Since the tax incentives are not the motivation for repatriating the earnings, the economic factors seem to be the driving such a trend.

IRS says inverted companies won’t be allowed to access foreign earnings without paying US tax

IRS announced that it intends to issue regulations under Code Sec. 304(b)(5)(B), Code Sec. 367 , Code Sec. 7701(l), and Code Sec. 7874 with respect to corporate inversion transactions.

Among others, the regulations will prevent inverted companies from accessing a foreign subsidiary’s earnings while deferring U.S. tax through the use of creative loans, which are known as “hopscotch” loans (under section 956(e) of the code).

In general, the forthcoming regulations will prevent inverted companies from using certain techniques to access the overseas earnings of the U.S. company’s foreign subsidiaries without being subject to US tax. This would close a loophole to prevent inverted companies from transferring cash or property from a controlled foreign corporation to a new parent to completely avoid U.S. tax, and make it more difficult for U.S. entities to invert.

Notice 2014-52 further added that regulations will generally apply to transactions completed on or after Sept. 22, 2014.

“Investment in US property” inclusion is not qualified dividend – Tax Court affirms

In Osvaldo Rodriguez et ux V. Commissioner, the fifth circuit recently upheld the decision in a transaction involving inclusion of IRC 956 income with respect to the taxpayers’ Controlled Foreign Corporation (CFC) in Mexico.
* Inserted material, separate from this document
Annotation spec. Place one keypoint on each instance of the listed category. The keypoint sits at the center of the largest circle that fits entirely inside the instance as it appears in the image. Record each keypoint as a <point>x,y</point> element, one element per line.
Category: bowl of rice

Osvaldo and Ana Rodriguez, husband and wife, were citizens of Mexico and permanent residents of the U.S. They were the sole shareholders of Editora Paso del Norte, S.A. de C.V. (Editora). Editora had been incorporated in 1976 under Mexican  law, and in 2001 it had established operations in the U.S. as a branch under the name Editora Paso del Norte, S.A. de C.V., Inc.—a controlled foreign corporation (CFC).  On their amended 2003 and original 2004 U.S. federal income tax returns, the taxpayers included in gross income $1,585,527 and $1,478,202, respectively, for amounts of Editora’s earnings invested in U.S. property and taxable directly under IRC 951(a)(1)(B) and IRC 956. 

Taxpayers treated the IRC 951 inclusions as qualified dividend income subject to preferential qualified dividend rates. IRS determined that the Code Sec.  951 inclusions were taxable at ordinary income rates.

The fifth circuit upheld the decision and ruled that the amounts included in the Rodriguez’s gross income under IRC 951(a)(1)(B) and IRC 956 with respect to their CFC’s investments in U.S. property were not qualified dividend  income under IRC 1(h)(11).